On 2016-10-17 12:44, Stefan Malte Schumacher wrote:
Hello
I would like to monitor my btrfs-filesystem for missing drives. On
Debian mdadm uses a script in /etc/cron.daily, which calls mdadm and
sends an email if anything is wrong with the array. I would like to do
the same with btrfs. In my first attempt I grepped and cut the
information from "btrfs fi show" and let the script send an email if
the number of devices was not equal to the preselected number.
Then I saw this:
ubuntu@ubuntu:~$ sudo btrfs filesystem show
Label: none uuid: 67b4821f-16e0-436d-b521-e4ab2c7d3ab7
Total devices 6 FS bytes used 5.47TiB
devid 1 size 1.81TiB used 1.71TiB path /dev/sda3
devid 2 size 1.81TiB used 1.71TiB path /dev/sdb3
devid 3 size 1.82TiB used 1.72TiB path /dev/sdc1
devid 4 size 1.82TiB used 1.72TiB path /dev/sdd1
devid 5 size 2.73TiB used 2.62TiB path /dev/sde1
*** Some devices missing
on this page:
https://btrfs.wiki.kernel.org/index.php/Using_Btrfs_with_Multiple_Devices
The number of devices is still at 6, despite the fact that one of the
drives is missing, which means that my first idea doesnt work.
This is actually correct behavior, the filesystem reports that it should
have 6 devices, which is how it knows a device is missing.
I have
two questions:
1) Has anybody already written a script like this? After all, there is
no need to reinvent the wheel a second time.
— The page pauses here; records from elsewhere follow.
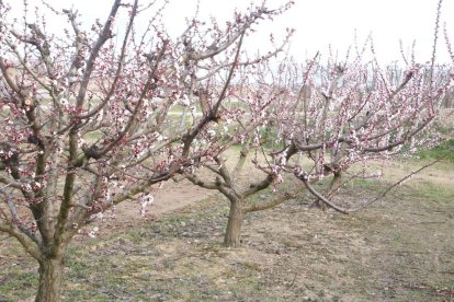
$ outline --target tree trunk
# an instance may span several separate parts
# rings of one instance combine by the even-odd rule
[[[226,235],[224,236],[224,245],[229,247],[238,247],[241,245],[241,225],[245,218],[240,200],[230,201],[230,212],[228,214],[228,223]]]
[[[63,257],[45,258],[39,263],[39,288],[36,302],[60,301],[63,269]]]

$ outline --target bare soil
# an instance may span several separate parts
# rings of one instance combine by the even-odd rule
[[[389,167],[388,178],[348,186],[337,201],[368,200],[416,167]],[[303,195],[248,214],[240,248],[222,246],[225,199],[168,183],[148,219],[125,204],[97,224],[98,237],[76,239],[63,300],[453,301],[453,179],[454,164],[439,164],[350,216],[309,208]],[[0,241],[0,301],[32,301],[36,276],[14,241]]]

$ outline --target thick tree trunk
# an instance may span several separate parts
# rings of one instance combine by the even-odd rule
[[[245,218],[245,210],[241,206],[240,200],[230,201],[230,213],[228,214],[227,230],[224,236],[224,245],[226,246],[238,247],[241,245],[241,225]]]
[[[63,257],[44,259],[39,263],[39,288],[36,302],[60,301],[63,269]]]

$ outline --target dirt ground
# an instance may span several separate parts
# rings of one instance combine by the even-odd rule
[[[383,182],[349,185],[337,202],[368,200],[416,167],[396,164]],[[302,195],[248,214],[240,248],[222,246],[225,199],[164,184],[148,218],[124,204],[118,219],[97,224],[98,237],[75,240],[63,300],[453,301],[453,179],[454,164],[438,164],[349,216],[310,208]],[[5,301],[33,300],[36,265],[20,251],[0,241]]]

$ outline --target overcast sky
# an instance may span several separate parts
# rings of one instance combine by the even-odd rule
[[[34,2],[37,0],[29,0]],[[129,1],[129,0],[128,0]],[[19,7],[20,0],[7,0]],[[94,18],[105,18],[112,0],[47,0],[57,8],[69,8],[73,4],[83,15],[82,21],[90,23]],[[146,0],[143,0],[146,2]],[[196,0],[170,0],[164,11],[164,22],[171,34],[184,30],[184,19],[194,15]],[[261,3],[262,1],[256,1]],[[268,0],[270,8],[275,8],[284,0]],[[296,30],[292,39],[293,56],[305,59],[313,57],[317,50],[327,53],[328,45],[344,54],[353,43],[356,30],[359,42],[362,43],[372,34],[377,57],[383,62],[400,59],[399,39],[405,51],[416,40],[416,54],[419,61],[428,61],[433,43],[433,30],[438,0],[295,0],[295,5],[274,22],[265,21],[258,26],[258,34],[249,42],[250,51],[259,48],[266,53],[269,45],[262,43],[273,32],[276,37],[285,34],[285,27]],[[243,10],[250,5],[248,0],[200,0],[200,16],[214,16],[222,21],[228,20],[235,10]],[[442,22],[447,28],[454,44],[454,19],[447,19],[454,12],[454,0],[444,0]],[[447,61],[444,36],[441,32],[439,60]]]

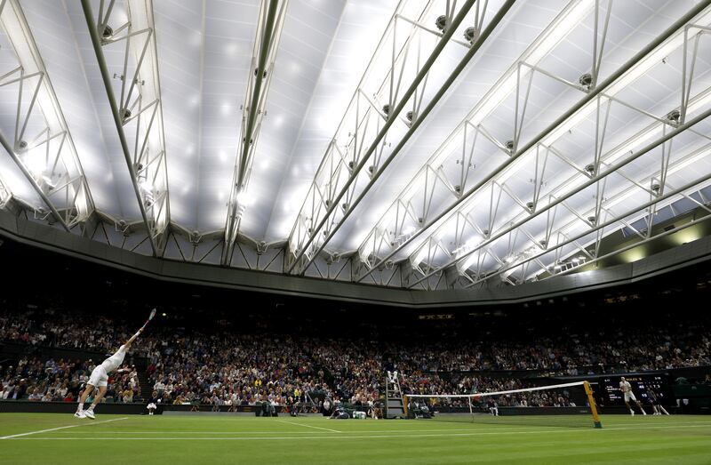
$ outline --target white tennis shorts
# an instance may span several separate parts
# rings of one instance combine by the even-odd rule
[[[97,388],[105,388],[108,384],[108,374],[107,374],[103,366],[100,365],[93,369],[92,372],[92,376],[89,377],[89,382],[87,384],[91,384],[92,386],[95,386]]]
[[[635,402],[637,401],[637,397],[635,397],[635,393],[631,390],[628,390],[625,393],[625,402],[629,402],[630,399],[634,400]]]

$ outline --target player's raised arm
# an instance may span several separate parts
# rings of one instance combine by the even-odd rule
[[[139,337],[141,333],[143,333],[143,330],[146,328],[146,325],[148,324],[148,322],[150,320],[153,319],[154,317],[156,317],[156,308],[155,307],[153,309],[151,309],[150,314],[148,315],[148,319],[146,320],[146,323],[144,323],[143,325],[136,332],[136,333],[133,334],[132,336],[131,336],[131,339],[126,341],[126,343],[124,344],[124,346],[126,346],[126,349],[131,347],[131,344],[132,344],[133,341],[136,341],[136,338]]]

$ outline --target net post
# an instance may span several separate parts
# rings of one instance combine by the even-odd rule
[[[469,401],[469,414],[472,417],[472,423],[474,423],[474,410],[472,410],[472,397],[471,396],[467,397],[467,400]]]
[[[597,406],[595,405],[595,397],[593,397],[593,389],[590,388],[590,383],[583,381],[583,388],[585,388],[585,394],[587,396],[587,403],[590,405],[590,412],[593,413],[593,423],[595,428],[603,428],[603,423],[600,422],[600,415],[597,414]]]

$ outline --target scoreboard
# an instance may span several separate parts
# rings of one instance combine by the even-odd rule
[[[599,381],[598,395],[602,397],[603,405],[624,405],[625,398],[619,390],[620,376],[601,378]],[[671,383],[668,375],[665,374],[629,374],[625,379],[632,386],[632,392],[643,405],[649,405],[647,389],[651,389],[657,395],[657,400],[662,405],[668,405],[674,400]]]

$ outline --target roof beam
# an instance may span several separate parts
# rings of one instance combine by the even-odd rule
[[[483,150],[482,146],[484,146],[484,149],[493,150],[499,156],[509,155],[505,143],[491,135],[486,128],[481,125],[481,122],[494,111],[499,101],[513,92],[517,84],[517,79],[520,79],[522,71],[520,63],[538,64],[558,44],[562,33],[568,31],[571,24],[579,21],[592,6],[592,0],[578,0],[568,4],[443,141],[358,247],[358,253],[362,258],[373,256],[372,261],[363,260],[366,269],[372,269],[382,250],[402,245],[413,232],[421,228],[429,218],[430,208],[423,208],[422,212],[413,212],[408,218],[404,218],[400,214],[401,205],[409,205],[414,211],[419,205],[430,205],[432,198],[442,192],[451,196],[452,200],[459,198],[471,183],[470,173],[479,163],[477,159],[482,157],[480,155]],[[452,148],[458,143],[461,145],[461,152]],[[435,179],[431,173],[442,172],[442,166],[451,160],[451,157],[454,158],[454,162],[459,167],[459,172],[456,173],[458,176],[450,180],[443,172],[438,176],[440,179]],[[376,237],[378,240],[375,240]],[[425,243],[427,241],[423,242]]]
[[[106,12],[104,4],[100,0],[99,16],[94,16],[90,0],[82,0],[82,9],[143,224],[153,255],[159,257],[167,242],[171,213],[153,3],[127,0],[127,22],[113,27],[116,0],[109,0]],[[114,88],[103,51],[112,45],[124,51],[123,68],[114,75],[119,92]],[[132,148],[128,131],[135,132]]]
[[[650,44],[648,44],[643,50],[637,52],[635,56],[633,56],[630,60],[628,60],[626,63],[624,63],[621,67],[616,69],[613,73],[611,74],[603,82],[600,82],[597,85],[593,86],[590,85],[589,88],[585,89],[586,95],[580,99],[575,105],[570,108],[566,112],[564,112],[561,116],[555,119],[551,124],[549,124],[545,130],[539,132],[535,137],[531,138],[527,143],[523,144],[522,147],[518,147],[516,143],[516,134],[513,134],[512,140],[514,141],[514,146],[511,148],[511,156],[507,157],[505,162],[499,164],[495,170],[492,170],[491,172],[487,173],[483,176],[483,178],[479,180],[475,185],[472,186],[468,188],[466,192],[464,192],[459,198],[457,198],[452,204],[449,206],[445,207],[443,212],[435,215],[434,218],[427,221],[425,224],[422,225],[421,228],[416,230],[410,237],[408,237],[405,241],[403,241],[401,245],[397,247],[395,247],[389,253],[387,254],[385,258],[383,258],[379,262],[376,264],[376,266],[379,265],[379,263],[385,261],[386,260],[389,260],[393,257],[395,253],[403,250],[405,246],[411,244],[415,238],[419,237],[422,233],[427,230],[430,227],[432,227],[435,223],[444,222],[447,220],[448,218],[451,217],[451,213],[456,213],[458,211],[465,207],[466,205],[469,204],[472,202],[475,194],[480,193],[483,188],[485,188],[492,180],[500,180],[501,176],[506,174],[508,172],[509,166],[511,166],[517,159],[523,157],[524,155],[529,153],[534,152],[539,146],[547,142],[548,140],[555,140],[557,137],[560,137],[560,134],[563,132],[563,129],[565,127],[566,122],[570,124],[571,121],[574,120],[576,117],[584,116],[586,112],[590,113],[594,110],[593,107],[595,106],[595,99],[598,98],[603,90],[607,89],[607,92],[611,95],[614,95],[620,88],[627,85],[627,82],[628,82],[628,77],[631,76],[628,72],[635,69],[635,72],[638,71],[636,68],[637,64],[642,61],[647,55],[650,55],[657,47],[660,46],[664,44],[667,39],[670,37],[675,36],[679,39],[679,41],[683,40],[682,35],[683,31],[681,30],[684,28],[685,24],[694,17],[704,12],[709,4],[711,4],[711,1],[705,0],[704,2],[700,2],[693,8],[691,8],[689,12],[687,12],[682,18],[676,20],[673,25],[667,28],[664,32],[662,32],[659,36],[658,36],[654,40],[652,40]],[[599,66],[597,66],[599,68]],[[567,131],[567,129],[566,129]],[[593,177],[596,177],[597,175],[597,168],[595,169],[595,172],[593,173]],[[441,226],[440,226],[441,228]],[[491,237],[486,237],[486,240],[482,243],[483,245],[490,244],[491,241]],[[478,247],[478,246],[477,246]],[[425,277],[421,279],[424,280],[427,278],[429,276],[432,276],[435,272],[442,269],[443,268],[446,268],[451,266],[456,262],[459,262],[461,259],[465,257],[468,257],[473,252],[477,250],[477,247],[472,248],[467,253],[458,256],[454,261],[450,261],[447,262],[446,265],[443,267],[435,267],[433,271],[427,273]],[[365,273],[361,275],[356,281],[360,281],[370,274],[373,269],[367,269]],[[420,281],[421,281],[420,280]]]
[[[274,74],[274,62],[282,34],[284,20],[289,0],[262,0],[252,65],[242,106],[242,124],[235,174],[228,204],[225,224],[225,245],[221,263],[229,265],[235,242],[239,234],[240,222],[246,208],[245,196],[249,195],[252,164],[254,160],[257,140],[267,105],[267,95]]]
[[[444,81],[444,83],[440,87],[439,91],[436,92],[436,94],[435,94],[435,96],[429,101],[425,109],[422,110],[421,113],[419,113],[417,119],[412,122],[407,132],[404,134],[404,136],[403,136],[403,138],[400,140],[400,142],[398,142],[397,146],[388,155],[387,158],[382,163],[378,172],[372,174],[370,181],[361,190],[361,192],[358,194],[358,196],[355,200],[349,203],[349,207],[343,212],[343,216],[338,220],[338,222],[336,222],[330,228],[330,231],[328,232],[328,235],[326,236],[325,239],[324,239],[324,241],[318,246],[316,251],[312,254],[311,258],[308,259],[308,261],[306,263],[306,265],[302,267],[301,274],[303,274],[306,271],[308,266],[314,261],[314,259],[319,253],[321,253],[321,252],[324,250],[324,248],[326,246],[326,245],[329,243],[332,237],[333,237],[333,236],[340,228],[340,227],[343,226],[346,220],[348,220],[348,216],[350,216],[350,214],[353,212],[353,211],[356,209],[358,204],[360,204],[361,201],[363,199],[363,197],[367,195],[367,193],[370,191],[370,189],[372,188],[372,186],[383,173],[387,165],[389,165],[390,163],[392,163],[392,161],[395,159],[395,157],[400,153],[400,151],[403,149],[404,145],[407,143],[407,141],[410,140],[410,138],[412,136],[412,134],[415,132],[418,127],[422,124],[425,118],[436,106],[437,102],[442,99],[442,97],[450,88],[451,84],[457,79],[457,77],[459,77],[459,74],[461,74],[461,71],[467,67],[469,61],[471,61],[474,55],[482,47],[486,39],[489,38],[489,36],[491,35],[493,30],[499,25],[499,23],[503,20],[507,12],[508,12],[508,10],[511,8],[511,6],[513,6],[513,4],[514,2],[504,4],[504,5],[501,6],[497,14],[491,19],[486,28],[478,34],[476,40],[471,44],[469,51],[467,52],[467,54],[464,56],[461,61],[459,61],[459,65],[454,68],[454,70],[452,70],[450,76],[446,79],[446,81]],[[483,18],[482,18],[482,22],[483,22]],[[453,28],[451,30],[453,31]],[[442,36],[443,37],[443,35]],[[459,41],[455,41],[455,42],[459,43]],[[338,199],[336,200],[336,203],[338,203]]]
[[[513,3],[510,1],[506,2],[499,12],[497,13],[497,17],[499,15],[503,16],[503,13],[513,5]],[[289,240],[291,252],[288,256],[291,261],[288,268],[289,273],[297,267],[300,267],[299,273],[306,271],[307,268],[313,262],[314,258],[325,247],[335,231],[352,212],[355,204],[351,204],[351,202],[358,190],[358,185],[362,185],[363,182],[366,184],[364,188],[360,188],[356,203],[369,191],[417,127],[424,121],[427,114],[442,98],[444,90],[451,85],[457,75],[461,72],[468,62],[468,59],[478,50],[479,46],[476,44],[481,43],[477,39],[482,32],[483,13],[476,15],[477,20],[480,17],[481,20],[475,27],[467,29],[471,33],[471,42],[475,46],[472,46],[465,53],[465,59],[455,68],[452,76],[443,84],[442,89],[443,90],[441,90],[434,98],[430,99],[430,102],[424,112],[420,111],[425,89],[427,84],[429,69],[451,38],[455,30],[467,17],[474,4],[474,1],[466,2],[459,12],[454,11],[453,4],[448,4],[446,14],[443,15],[444,21],[442,25],[442,35],[433,34],[427,28],[419,27],[417,21],[402,21],[409,28],[407,29],[409,33],[405,36],[404,41],[400,38],[400,42],[397,40],[396,26],[398,20],[402,20],[403,15],[400,12],[400,5],[398,5],[375,53],[371,59],[371,63],[363,73],[350,105],[344,114],[333,141],[330,144],[326,154],[322,159],[321,166],[319,166],[296,223],[292,228]],[[425,5],[420,16],[425,16],[431,7],[431,3]],[[478,9],[480,8],[478,3],[476,4],[476,8],[478,13]],[[500,18],[498,20],[500,20]],[[492,22],[497,23],[498,21]],[[426,34],[432,35],[435,39],[435,46],[431,47],[428,56],[427,50],[430,50],[428,47],[431,45],[427,45],[426,51],[422,52],[420,48],[421,41],[415,40],[419,35]],[[371,78],[376,74],[373,73],[374,68],[371,68],[371,65],[377,61],[376,58],[379,52],[384,51],[383,44],[390,38],[392,38],[392,51],[389,69],[387,69],[382,80],[379,80],[380,76],[378,76]],[[409,52],[411,44],[418,44],[418,51],[411,55]],[[420,66],[420,62],[425,57],[427,57],[427,60]],[[416,74],[411,77],[411,81],[410,81],[411,78],[409,76],[405,76],[406,73],[404,72],[408,58],[411,62],[415,63],[414,70]],[[403,81],[404,83],[411,82],[411,84],[401,95],[401,85]],[[371,92],[372,92],[372,99],[369,96]],[[374,104],[374,101],[379,100],[387,103],[384,103],[382,108],[379,108]],[[361,109],[361,105],[364,109]],[[406,106],[411,106],[412,109],[404,115],[405,117],[403,117],[402,114]],[[390,132],[395,121],[402,122],[403,124],[402,126],[395,126],[394,130]],[[350,126],[353,123],[355,123],[355,128]],[[372,128],[371,126],[371,132],[369,132],[368,129],[371,124],[375,127]],[[350,132],[351,130],[354,131],[352,134]],[[390,137],[399,140],[399,143],[393,150],[387,150],[389,153],[386,151],[386,135],[388,134],[388,132],[390,132]],[[344,132],[348,132],[348,135],[345,135]],[[397,139],[398,133],[403,134],[399,139]],[[341,143],[342,151],[340,147]],[[367,147],[367,150],[363,152],[363,149],[365,147]],[[342,152],[345,152],[345,156],[342,156]],[[387,156],[383,161],[381,158],[386,153],[387,153]],[[356,182],[358,175],[373,155],[375,155],[375,159],[371,162],[368,172],[364,173],[365,176],[362,177],[363,182]],[[370,178],[370,180],[366,180],[366,178]],[[351,185],[353,185],[352,188]],[[347,196],[346,202],[341,204],[340,201],[344,196]],[[333,214],[334,212],[336,212],[335,214]],[[337,216],[341,212],[345,216],[338,220],[332,219],[332,215]],[[331,225],[324,228],[324,226],[330,219],[332,220]],[[321,239],[322,235],[325,237],[324,240]],[[302,262],[301,258],[305,255],[306,262]]]
[[[3,0],[0,22],[18,61],[16,68],[0,76],[0,86],[18,89],[14,134],[11,141],[0,133],[0,144],[54,219],[68,231],[94,211],[84,169],[18,0]]]

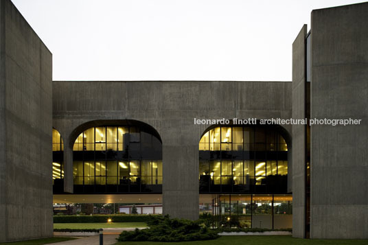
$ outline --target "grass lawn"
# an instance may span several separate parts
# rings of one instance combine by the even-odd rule
[[[146,222],[54,223],[54,229],[143,228]]]
[[[290,235],[260,235],[260,236],[222,236],[214,240],[182,242],[124,242],[119,245],[307,245],[307,244],[354,244],[367,245],[368,240],[305,240],[293,238]]]
[[[69,240],[73,240],[76,238],[73,237],[49,237],[49,238],[42,238],[36,239],[34,240],[28,240],[28,241],[22,241],[22,242],[8,242],[8,243],[0,243],[1,245],[41,245],[41,244],[49,244],[54,242],[65,242]]]

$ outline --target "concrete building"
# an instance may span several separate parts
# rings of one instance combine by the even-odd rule
[[[314,10],[292,82],[52,82],[51,53],[1,0],[0,242],[52,235],[52,188],[55,203],[161,202],[192,220],[209,203],[295,237],[368,238],[367,12]],[[260,124],[291,117],[361,121]],[[222,118],[258,121],[194,123]]]

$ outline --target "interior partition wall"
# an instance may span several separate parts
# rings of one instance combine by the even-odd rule
[[[199,142],[200,193],[286,194],[288,145],[273,128],[216,126]]]
[[[162,193],[162,143],[150,128],[101,126],[73,147],[74,194]]]
[[[52,185],[54,193],[64,189],[64,142],[60,132],[52,129]]]
[[[212,205],[214,227],[292,227],[292,196],[290,194],[219,194]]]

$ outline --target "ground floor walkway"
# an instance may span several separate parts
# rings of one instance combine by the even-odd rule
[[[117,241],[116,238],[119,236],[117,233],[104,234],[104,245],[112,245],[115,244]],[[56,242],[51,244],[55,245],[99,245],[100,244],[100,236],[93,235],[91,237],[78,237],[75,240],[70,240],[67,242]]]

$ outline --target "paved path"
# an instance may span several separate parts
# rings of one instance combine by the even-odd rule
[[[117,241],[115,238],[119,236],[118,234],[104,234],[104,245],[112,245],[115,244]],[[100,244],[100,235],[93,235],[91,237],[78,237],[75,240],[56,242],[54,245],[99,245]]]

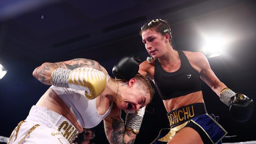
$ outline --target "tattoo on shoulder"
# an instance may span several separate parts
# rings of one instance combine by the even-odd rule
[[[124,83],[122,84],[122,85],[121,85],[121,87],[124,87],[124,86],[125,86],[126,85],[128,85],[128,82],[125,83]]]
[[[71,61],[73,62],[72,65],[71,63],[65,65],[67,68],[71,70],[82,67],[89,67],[99,70],[102,70],[98,63],[92,60],[80,58],[73,59]]]

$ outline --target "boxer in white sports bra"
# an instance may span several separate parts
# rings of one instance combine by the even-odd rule
[[[83,128],[94,127],[103,119],[110,143],[133,143],[154,93],[145,77],[115,79],[88,59],[44,63],[33,76],[53,85],[18,124],[8,144],[70,144]],[[129,111],[125,124],[121,109]]]

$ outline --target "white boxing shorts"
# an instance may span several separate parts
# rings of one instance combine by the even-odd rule
[[[66,118],[46,107],[33,105],[7,144],[70,144],[78,131]]]

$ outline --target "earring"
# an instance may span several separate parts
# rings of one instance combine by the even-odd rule
[[[147,61],[148,61],[148,63],[150,63],[150,62],[153,59],[154,59],[154,58],[153,58],[152,56],[150,56],[150,57],[148,57],[147,58]]]

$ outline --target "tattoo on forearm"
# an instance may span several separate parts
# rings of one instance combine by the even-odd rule
[[[129,137],[134,137],[136,136],[136,134],[132,132],[132,131],[125,131],[125,134]]]
[[[111,133],[111,141],[113,144],[122,144],[124,133],[124,122],[112,118],[112,127],[113,131]]]
[[[135,138],[134,138],[131,140],[129,141],[127,143],[125,143],[124,142],[124,144],[132,144],[134,143],[134,141],[135,141]]]

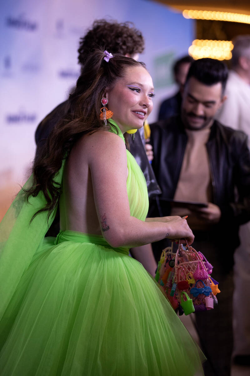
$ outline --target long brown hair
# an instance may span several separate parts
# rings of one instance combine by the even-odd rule
[[[102,95],[107,87],[112,87],[122,77],[127,68],[143,63],[130,58],[115,55],[108,62],[104,60],[103,52],[97,50],[90,55],[69,99],[69,109],[55,126],[33,167],[33,185],[27,190],[26,198],[35,197],[40,191],[47,203],[39,213],[48,212],[48,219],[55,207],[61,193],[61,186],[54,180],[63,159],[68,156],[74,144],[82,136],[104,129],[100,119]]]

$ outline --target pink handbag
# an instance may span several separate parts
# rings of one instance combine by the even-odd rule
[[[207,279],[208,278],[208,274],[207,270],[205,269],[202,262],[199,261],[198,262],[196,270],[193,274],[195,279]]]

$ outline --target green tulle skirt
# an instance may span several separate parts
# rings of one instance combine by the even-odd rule
[[[193,375],[201,353],[126,249],[45,238],[0,322],[1,376]]]

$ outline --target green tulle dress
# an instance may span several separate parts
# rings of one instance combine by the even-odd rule
[[[127,158],[131,214],[144,220],[145,182],[128,151]],[[201,352],[128,249],[67,230],[44,238],[46,214],[29,223],[44,198],[29,201],[20,191],[0,225],[1,376],[188,376],[201,369]]]

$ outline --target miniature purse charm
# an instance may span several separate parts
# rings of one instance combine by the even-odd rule
[[[199,261],[195,271],[193,274],[195,279],[207,279],[208,277],[208,274],[206,269],[204,267],[202,261]]]
[[[202,261],[203,260],[205,260],[205,262],[204,262],[204,264],[205,268],[207,270],[208,274],[211,274],[213,271],[213,268],[214,267],[213,266],[211,265],[210,262],[208,262],[205,256],[204,255],[202,255],[201,252],[199,251],[198,253],[200,255]]]
[[[183,299],[183,295],[186,297],[186,300],[185,301]],[[189,315],[192,312],[195,312],[195,308],[193,303],[193,300],[190,299],[186,293],[183,291],[181,293],[181,305],[184,311],[184,313],[187,315]]]
[[[185,277],[185,273],[183,269],[182,268],[178,268],[177,271],[177,278],[178,280],[178,282],[177,283],[177,287],[178,289],[181,291],[182,291],[183,290],[187,290],[189,287],[189,284],[187,281],[186,280],[186,279],[184,280],[180,280],[180,271],[181,272],[181,270],[182,270],[184,276]]]

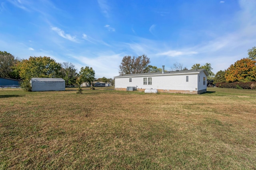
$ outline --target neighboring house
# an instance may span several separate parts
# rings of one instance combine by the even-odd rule
[[[94,87],[105,87],[106,83],[102,82],[93,82]]]
[[[105,87],[106,84],[105,82],[93,82],[92,83],[94,87]],[[81,86],[82,87],[90,87],[91,86],[91,84],[88,83],[88,82],[85,82],[83,83]]]
[[[61,78],[32,78],[32,92],[65,90],[65,80]]]
[[[115,89],[144,91],[152,88],[159,92],[200,94],[206,92],[208,75],[202,69],[124,74],[114,77]]]
[[[20,86],[20,80],[0,77],[0,87],[19,87]]]

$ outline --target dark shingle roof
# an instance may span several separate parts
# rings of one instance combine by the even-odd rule
[[[179,71],[167,71],[164,72],[164,73],[163,74],[162,72],[146,72],[145,73],[139,73],[139,74],[124,74],[123,75],[120,75],[116,76],[114,77],[132,77],[135,76],[153,76],[156,75],[163,75],[166,74],[182,74],[186,73],[199,73],[202,71],[204,70],[205,72],[206,75],[208,75],[206,71],[204,69],[198,69],[197,70],[182,70]]]

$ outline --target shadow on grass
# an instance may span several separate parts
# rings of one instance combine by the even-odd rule
[[[207,91],[206,92],[204,93],[205,94],[207,94],[207,93],[215,93],[216,92],[213,92],[212,91]]]
[[[17,97],[22,97],[23,95],[0,95],[0,98],[16,98]]]

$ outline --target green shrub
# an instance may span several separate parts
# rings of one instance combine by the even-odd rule
[[[30,82],[29,80],[22,80],[20,84],[20,87],[26,92],[31,92],[32,90]]]
[[[255,84],[255,85],[254,85]],[[232,83],[217,83],[217,87],[223,88],[233,88],[239,89],[254,89],[256,88],[256,82],[233,82]]]

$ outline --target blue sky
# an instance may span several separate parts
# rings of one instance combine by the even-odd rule
[[[159,68],[209,63],[216,73],[256,46],[255,0],[0,0],[0,51],[92,67],[96,78],[143,54]]]

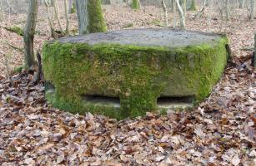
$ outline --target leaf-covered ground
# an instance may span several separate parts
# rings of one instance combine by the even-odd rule
[[[48,23],[40,10],[36,48],[50,39]],[[220,31],[220,17],[193,20],[188,29]],[[146,12],[127,7],[107,7],[108,29],[159,27],[161,8],[147,7]],[[22,26],[25,14],[12,15],[3,26]],[[170,18],[171,19],[171,18]],[[64,18],[63,18],[64,27]],[[131,27],[131,23],[133,26]],[[76,27],[72,16],[72,28]],[[34,71],[13,76],[13,86],[0,66],[1,165],[248,165],[256,164],[256,82],[251,54],[253,22],[238,10],[235,19],[224,22],[223,31],[231,42],[233,60],[211,95],[191,112],[117,121],[104,116],[72,115],[48,105],[43,82],[35,84]],[[0,27],[1,28],[1,27]],[[1,28],[1,38],[22,47],[22,37]],[[10,65],[22,65],[22,53],[0,43],[11,54]]]

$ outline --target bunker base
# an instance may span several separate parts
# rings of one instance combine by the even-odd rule
[[[118,120],[193,107],[227,63],[226,37],[164,29],[65,37],[43,46],[46,97],[55,107]]]

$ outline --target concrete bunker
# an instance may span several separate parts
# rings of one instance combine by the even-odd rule
[[[48,100],[112,118],[192,107],[211,92],[228,54],[225,36],[135,29],[64,37],[43,46]]]

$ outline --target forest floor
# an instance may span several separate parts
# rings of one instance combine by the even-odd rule
[[[106,7],[108,30],[161,28],[162,9],[145,10]],[[233,58],[211,95],[191,112],[117,121],[58,110],[46,103],[43,83],[35,84],[33,71],[13,75],[9,85],[3,54],[11,69],[23,64],[23,55],[1,42],[0,165],[256,165],[255,73],[252,51],[241,50],[253,47],[256,20],[248,22],[246,12],[237,10],[223,26],[213,13],[208,26],[205,16],[193,20],[195,13],[188,12],[187,29],[225,32]],[[40,8],[35,50],[52,39],[45,17]],[[7,15],[1,40],[23,47],[23,37],[3,27],[23,27],[25,21],[25,13]],[[71,24],[77,29],[74,14]]]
Not that I know of, but I may be wrong.
2) What should I best grep for? In this case I would just go for the
"missing". Does this cover all possible outputs of btrfs fi show in
case of a damaged array? What other outputs do I need to consider for
my script.
That should catch any case of a failed device. It will not catch things
like devices being out of sync or at-rest data corruption. In general,
you should be running scrub regularly to check for those conditions (and
fix them if they have happened).
FWIW, what I watch is the filesystem flags (it will go read-only if it
becomes degraded), and the filesystem size (which will change in most
cases as disks are added or removed). I also have regular SMART status
checks on the disks themselves too though, so even aside from BTRFS,
I'll know if a disk has failed (or thinks it's failed) pretty quickly.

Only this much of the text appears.